I'm curious what the KH, GH, and PH of your water is out of the tap and what it is in your aquarium. My fish LOVE WC's. They start to display to each other and the congos sometimes tear through the plants when they really get going.

I'm also wondering if you have chlorine or chloramines in your water. I called my city water dept. and found out they add orthophosphate (to inhibit corrosion) and chlorine, but never chloramines. I usually add a cc or two of Seachem's Prime when I do a 50% WC. The city's chlorine levels seem to fluctuate because I can sometimes get away without it and other times the fish clearly show distress until I add some.

As I understand it, some not-so-good water conditioners will take care of chlorine, but convert chloramines to rather large levels of ammonia which will certainly distress the fish.
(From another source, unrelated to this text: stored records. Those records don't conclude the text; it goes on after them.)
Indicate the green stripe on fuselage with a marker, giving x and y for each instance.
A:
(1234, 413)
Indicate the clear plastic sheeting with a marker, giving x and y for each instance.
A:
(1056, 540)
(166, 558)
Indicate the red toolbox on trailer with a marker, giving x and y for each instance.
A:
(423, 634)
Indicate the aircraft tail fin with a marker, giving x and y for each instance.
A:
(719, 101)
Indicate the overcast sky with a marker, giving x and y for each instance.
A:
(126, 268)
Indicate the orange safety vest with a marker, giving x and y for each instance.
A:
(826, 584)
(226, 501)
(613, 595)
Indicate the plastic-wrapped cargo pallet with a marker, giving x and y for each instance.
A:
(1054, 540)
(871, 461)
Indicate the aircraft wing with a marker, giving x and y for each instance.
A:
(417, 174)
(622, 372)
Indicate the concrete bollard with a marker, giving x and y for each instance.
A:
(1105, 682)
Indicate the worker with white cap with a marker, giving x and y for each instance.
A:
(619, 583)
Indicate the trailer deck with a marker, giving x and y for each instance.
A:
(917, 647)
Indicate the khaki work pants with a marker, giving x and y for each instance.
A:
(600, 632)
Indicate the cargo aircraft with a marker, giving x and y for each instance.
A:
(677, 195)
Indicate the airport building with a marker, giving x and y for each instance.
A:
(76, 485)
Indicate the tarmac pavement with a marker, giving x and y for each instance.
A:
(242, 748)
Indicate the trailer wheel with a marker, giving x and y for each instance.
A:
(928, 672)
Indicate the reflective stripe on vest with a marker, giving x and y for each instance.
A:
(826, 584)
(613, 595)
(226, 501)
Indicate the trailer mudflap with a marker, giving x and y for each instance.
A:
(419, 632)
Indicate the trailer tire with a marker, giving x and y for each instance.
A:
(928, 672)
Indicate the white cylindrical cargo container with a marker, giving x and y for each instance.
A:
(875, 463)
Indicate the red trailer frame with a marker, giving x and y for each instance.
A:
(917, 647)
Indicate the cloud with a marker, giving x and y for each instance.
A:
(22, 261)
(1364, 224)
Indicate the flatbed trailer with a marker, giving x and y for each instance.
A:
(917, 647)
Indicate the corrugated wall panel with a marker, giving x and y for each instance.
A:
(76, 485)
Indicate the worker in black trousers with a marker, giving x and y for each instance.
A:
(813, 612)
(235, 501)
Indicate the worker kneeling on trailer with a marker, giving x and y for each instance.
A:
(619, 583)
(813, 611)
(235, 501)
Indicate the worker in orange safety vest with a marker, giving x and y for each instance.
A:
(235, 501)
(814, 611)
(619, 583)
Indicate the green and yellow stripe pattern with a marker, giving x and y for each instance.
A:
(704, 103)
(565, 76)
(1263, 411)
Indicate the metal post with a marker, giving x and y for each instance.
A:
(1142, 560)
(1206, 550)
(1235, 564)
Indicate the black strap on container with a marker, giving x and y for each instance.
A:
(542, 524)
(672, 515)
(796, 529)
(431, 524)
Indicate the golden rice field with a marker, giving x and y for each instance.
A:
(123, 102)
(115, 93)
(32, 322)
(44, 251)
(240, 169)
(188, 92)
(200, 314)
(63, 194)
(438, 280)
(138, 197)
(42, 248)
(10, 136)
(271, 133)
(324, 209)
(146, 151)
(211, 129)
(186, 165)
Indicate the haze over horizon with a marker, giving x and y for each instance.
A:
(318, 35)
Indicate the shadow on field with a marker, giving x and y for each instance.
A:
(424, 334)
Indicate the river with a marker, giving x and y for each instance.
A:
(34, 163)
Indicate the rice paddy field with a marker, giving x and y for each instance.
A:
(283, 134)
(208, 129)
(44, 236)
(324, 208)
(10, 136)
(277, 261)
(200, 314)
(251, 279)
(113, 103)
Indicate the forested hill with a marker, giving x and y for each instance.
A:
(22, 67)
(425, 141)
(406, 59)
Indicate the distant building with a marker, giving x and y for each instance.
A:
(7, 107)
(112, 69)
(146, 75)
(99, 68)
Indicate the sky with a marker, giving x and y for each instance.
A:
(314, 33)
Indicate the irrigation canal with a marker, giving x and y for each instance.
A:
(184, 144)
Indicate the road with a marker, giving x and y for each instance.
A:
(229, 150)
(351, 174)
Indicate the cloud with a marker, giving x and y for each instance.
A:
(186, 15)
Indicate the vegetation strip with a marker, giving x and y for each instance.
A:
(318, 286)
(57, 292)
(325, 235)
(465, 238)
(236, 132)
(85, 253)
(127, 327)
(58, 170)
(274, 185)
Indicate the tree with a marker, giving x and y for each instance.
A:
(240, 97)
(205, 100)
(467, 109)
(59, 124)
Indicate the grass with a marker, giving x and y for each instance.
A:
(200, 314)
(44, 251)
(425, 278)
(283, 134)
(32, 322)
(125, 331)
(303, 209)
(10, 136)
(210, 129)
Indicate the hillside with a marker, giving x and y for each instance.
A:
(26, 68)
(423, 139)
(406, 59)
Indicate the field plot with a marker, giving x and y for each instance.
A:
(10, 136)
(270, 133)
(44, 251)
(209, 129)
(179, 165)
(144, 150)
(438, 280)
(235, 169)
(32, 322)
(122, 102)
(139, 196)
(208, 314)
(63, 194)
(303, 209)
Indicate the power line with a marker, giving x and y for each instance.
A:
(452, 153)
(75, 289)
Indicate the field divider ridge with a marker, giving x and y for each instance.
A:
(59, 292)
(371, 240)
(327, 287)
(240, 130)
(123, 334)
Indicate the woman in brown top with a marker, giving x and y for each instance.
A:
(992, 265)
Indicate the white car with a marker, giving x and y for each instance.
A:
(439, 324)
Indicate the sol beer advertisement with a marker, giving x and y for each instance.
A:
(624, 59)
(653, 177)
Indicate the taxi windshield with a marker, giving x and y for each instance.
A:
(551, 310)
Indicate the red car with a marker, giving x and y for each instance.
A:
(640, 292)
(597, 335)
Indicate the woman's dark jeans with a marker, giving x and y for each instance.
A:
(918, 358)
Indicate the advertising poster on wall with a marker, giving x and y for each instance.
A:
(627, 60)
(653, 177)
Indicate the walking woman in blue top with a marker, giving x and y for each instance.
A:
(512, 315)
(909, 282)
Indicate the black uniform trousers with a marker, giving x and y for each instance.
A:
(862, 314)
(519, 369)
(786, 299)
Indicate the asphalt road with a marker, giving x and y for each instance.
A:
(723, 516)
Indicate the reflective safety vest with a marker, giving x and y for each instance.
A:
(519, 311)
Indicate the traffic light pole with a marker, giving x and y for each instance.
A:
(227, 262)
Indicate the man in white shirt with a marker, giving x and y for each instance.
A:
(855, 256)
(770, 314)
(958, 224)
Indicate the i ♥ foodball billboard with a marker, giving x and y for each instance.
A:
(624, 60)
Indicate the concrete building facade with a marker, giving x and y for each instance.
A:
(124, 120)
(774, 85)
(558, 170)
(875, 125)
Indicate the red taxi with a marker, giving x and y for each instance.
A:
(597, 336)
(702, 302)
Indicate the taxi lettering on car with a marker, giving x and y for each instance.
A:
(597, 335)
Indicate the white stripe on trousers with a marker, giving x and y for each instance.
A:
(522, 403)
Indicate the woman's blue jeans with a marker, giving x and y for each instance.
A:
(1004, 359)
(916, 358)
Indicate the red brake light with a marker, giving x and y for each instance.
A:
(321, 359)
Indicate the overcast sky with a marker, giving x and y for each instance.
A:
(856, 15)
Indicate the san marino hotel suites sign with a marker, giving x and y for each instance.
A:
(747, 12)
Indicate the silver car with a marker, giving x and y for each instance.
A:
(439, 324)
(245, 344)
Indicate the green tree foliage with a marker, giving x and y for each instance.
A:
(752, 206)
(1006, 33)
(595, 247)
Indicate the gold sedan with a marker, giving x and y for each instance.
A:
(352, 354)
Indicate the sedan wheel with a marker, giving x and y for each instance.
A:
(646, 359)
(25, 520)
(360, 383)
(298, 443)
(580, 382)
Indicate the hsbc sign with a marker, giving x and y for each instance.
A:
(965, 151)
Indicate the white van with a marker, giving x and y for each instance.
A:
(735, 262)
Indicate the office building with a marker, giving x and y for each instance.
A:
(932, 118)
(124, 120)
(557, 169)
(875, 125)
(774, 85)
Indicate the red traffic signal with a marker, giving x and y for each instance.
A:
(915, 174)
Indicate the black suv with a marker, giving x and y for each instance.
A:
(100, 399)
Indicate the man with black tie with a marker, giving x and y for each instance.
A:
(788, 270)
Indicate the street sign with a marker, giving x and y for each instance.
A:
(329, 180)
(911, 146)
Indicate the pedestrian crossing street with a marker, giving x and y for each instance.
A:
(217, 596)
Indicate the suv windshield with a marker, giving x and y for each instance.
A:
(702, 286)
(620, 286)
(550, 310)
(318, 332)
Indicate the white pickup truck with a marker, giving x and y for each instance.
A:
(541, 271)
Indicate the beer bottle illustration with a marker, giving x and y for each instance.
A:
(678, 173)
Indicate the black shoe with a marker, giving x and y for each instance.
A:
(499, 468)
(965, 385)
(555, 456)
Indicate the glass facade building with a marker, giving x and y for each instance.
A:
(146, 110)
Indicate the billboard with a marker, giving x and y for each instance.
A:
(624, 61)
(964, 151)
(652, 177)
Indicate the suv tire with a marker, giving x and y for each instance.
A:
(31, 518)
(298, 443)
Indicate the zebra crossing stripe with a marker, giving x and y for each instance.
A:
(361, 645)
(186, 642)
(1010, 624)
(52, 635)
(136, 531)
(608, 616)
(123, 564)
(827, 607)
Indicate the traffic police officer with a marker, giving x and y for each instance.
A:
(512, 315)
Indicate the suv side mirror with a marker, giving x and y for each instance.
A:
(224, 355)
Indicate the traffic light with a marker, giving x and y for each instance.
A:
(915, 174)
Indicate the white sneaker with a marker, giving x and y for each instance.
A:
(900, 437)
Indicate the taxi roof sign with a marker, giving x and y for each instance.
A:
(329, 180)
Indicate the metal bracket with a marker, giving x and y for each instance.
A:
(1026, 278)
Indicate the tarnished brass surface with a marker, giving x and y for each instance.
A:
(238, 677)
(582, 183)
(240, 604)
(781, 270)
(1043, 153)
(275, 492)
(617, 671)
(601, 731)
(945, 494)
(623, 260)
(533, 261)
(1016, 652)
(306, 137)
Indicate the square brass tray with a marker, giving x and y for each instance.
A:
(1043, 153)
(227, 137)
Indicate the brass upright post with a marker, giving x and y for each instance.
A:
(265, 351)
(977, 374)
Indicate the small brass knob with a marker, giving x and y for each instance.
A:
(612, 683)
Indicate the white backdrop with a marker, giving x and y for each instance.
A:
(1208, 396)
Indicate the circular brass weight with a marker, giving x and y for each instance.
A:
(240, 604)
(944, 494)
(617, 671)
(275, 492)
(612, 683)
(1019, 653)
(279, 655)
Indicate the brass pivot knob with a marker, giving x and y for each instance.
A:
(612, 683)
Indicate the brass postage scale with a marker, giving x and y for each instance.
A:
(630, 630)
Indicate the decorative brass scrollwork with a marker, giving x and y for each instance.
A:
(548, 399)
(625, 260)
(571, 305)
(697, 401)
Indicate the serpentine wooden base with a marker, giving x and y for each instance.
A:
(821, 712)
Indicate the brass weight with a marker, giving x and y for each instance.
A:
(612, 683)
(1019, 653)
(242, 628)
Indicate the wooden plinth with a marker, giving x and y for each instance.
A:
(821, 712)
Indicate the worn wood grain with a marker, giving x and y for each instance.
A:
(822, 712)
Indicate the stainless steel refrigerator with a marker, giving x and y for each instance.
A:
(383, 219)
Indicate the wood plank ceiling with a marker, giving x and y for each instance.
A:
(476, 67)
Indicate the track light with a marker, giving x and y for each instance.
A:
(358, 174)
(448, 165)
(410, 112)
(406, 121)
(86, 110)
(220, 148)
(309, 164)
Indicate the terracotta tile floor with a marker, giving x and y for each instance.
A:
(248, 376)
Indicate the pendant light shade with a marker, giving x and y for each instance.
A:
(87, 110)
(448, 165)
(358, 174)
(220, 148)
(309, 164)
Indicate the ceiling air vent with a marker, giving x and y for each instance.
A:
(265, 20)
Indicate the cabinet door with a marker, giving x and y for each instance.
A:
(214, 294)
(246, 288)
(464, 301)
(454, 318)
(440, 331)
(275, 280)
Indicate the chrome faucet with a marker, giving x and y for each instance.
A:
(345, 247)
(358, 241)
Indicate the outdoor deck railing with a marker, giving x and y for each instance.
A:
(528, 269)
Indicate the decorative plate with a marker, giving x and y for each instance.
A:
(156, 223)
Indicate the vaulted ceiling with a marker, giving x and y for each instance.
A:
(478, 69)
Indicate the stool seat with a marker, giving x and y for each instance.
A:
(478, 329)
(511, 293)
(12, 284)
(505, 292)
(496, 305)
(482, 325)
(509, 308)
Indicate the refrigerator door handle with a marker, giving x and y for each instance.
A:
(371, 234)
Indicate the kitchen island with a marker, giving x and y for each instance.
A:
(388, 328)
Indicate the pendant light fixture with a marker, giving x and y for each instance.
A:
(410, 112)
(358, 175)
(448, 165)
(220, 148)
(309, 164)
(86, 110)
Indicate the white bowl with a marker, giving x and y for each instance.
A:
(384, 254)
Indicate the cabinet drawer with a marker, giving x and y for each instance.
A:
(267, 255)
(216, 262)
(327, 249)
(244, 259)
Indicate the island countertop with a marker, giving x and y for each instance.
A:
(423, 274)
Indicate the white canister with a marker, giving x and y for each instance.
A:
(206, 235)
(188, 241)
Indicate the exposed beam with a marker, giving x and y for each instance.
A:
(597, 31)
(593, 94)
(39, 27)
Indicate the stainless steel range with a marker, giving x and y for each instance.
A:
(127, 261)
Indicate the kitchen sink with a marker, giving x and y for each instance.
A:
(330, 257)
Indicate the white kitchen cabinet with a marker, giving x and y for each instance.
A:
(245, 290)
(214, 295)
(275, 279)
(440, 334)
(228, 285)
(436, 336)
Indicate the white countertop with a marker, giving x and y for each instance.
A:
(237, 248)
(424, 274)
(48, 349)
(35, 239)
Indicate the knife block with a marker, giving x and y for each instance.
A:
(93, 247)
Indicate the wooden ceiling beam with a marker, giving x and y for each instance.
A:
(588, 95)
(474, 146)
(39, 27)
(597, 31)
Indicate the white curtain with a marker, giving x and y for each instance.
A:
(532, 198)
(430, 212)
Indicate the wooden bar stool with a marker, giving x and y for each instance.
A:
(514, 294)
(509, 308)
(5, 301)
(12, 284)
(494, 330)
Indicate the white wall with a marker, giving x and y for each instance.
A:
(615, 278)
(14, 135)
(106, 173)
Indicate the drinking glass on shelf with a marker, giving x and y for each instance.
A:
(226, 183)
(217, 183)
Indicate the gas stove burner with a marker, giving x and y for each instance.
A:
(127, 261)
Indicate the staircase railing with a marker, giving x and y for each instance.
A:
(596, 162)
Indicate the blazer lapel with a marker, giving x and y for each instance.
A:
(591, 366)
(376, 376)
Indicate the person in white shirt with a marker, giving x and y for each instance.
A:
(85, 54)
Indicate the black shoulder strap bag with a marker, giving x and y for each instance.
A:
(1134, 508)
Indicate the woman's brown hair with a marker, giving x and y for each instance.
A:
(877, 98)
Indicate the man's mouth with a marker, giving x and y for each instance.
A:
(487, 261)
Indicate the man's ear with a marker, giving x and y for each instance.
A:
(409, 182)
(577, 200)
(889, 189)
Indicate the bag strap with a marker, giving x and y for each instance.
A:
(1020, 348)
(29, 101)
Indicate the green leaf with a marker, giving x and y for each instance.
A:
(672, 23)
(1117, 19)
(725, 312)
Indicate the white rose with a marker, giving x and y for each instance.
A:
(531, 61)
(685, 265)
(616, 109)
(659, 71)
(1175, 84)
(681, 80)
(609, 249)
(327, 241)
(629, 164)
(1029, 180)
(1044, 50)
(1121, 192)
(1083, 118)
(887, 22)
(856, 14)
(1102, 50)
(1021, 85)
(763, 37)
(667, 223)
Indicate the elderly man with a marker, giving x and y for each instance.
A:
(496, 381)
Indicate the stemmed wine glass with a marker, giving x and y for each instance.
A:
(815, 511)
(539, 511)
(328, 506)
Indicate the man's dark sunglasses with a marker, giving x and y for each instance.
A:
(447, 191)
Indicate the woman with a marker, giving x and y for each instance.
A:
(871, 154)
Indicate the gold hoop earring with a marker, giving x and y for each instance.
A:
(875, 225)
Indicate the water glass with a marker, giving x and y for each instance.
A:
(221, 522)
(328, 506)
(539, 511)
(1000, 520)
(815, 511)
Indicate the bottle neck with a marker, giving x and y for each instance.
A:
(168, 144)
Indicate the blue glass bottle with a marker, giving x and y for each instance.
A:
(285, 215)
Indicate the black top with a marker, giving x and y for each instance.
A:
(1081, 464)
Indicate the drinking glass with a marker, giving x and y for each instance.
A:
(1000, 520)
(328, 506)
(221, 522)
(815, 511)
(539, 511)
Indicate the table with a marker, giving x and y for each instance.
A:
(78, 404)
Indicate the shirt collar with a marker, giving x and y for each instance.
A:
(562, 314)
What are the details of your four-day blackout? Did you feed the fish? Did the plants do ok? Did it take them a month to look 'normal' again?


----------



## pepperonihead (Nov 25, 2004)

*Regarding my black out*

I left for four days. I totally blacked out the aquarium with black plastic and towels. When I came back all was fine. I did not feed the fish during that time. I lost my Lobelia but all other plants came through okay. They looked a little rangy but bounced back very quick and loved not having cyano on them!!! I turned off the Co2 of course. There are some plant varieties that dont do well but all mine except the Lobelia did fine. I have Diplidis Diandra, Tiger lotus, Red Ozelot Sword, and some that I am not sure what they are?


----------



## standoyo (Aug 25, 2005)

guaiac_boy said:


> I've learned the hard way about keeping things in balance with this kind of lighting and CO2. My plants, for the most part, are now growing quite well. Despite this, there is a healthy abundance of algae that is quite frustrating.
> 
> In small patches I have some staghorn strands that are up to 2 or 3" long. In other locations I have small patches of green-spot. This is a little better since adding more fleets, but still exists. Finally, on plants that are near the substrate (sag subulata, anubias, etc) I think I'm getting cyano. This is quite widespread. The last time I pruned, the plants had a swampy smell to them. At least the BBA has been receding since the addition of 'real' CO2.
> 
> ...


swampy smell you mean sulfurous? bga does that...we call it drain smell...did four day blackout and bga gone but fine hair algae and bba still all over the place. gonna tear it down soon. 
wow, 4WPG... i don't think i can manage...btw at that level of light some leaves will pale esp the new leaves...for me just an up of 60W to 72W in 36G tank can cause so much problems...got almost all the regular types of algae except staghorn...no such problems for two years until the itch to grow glosso came...sigh


----------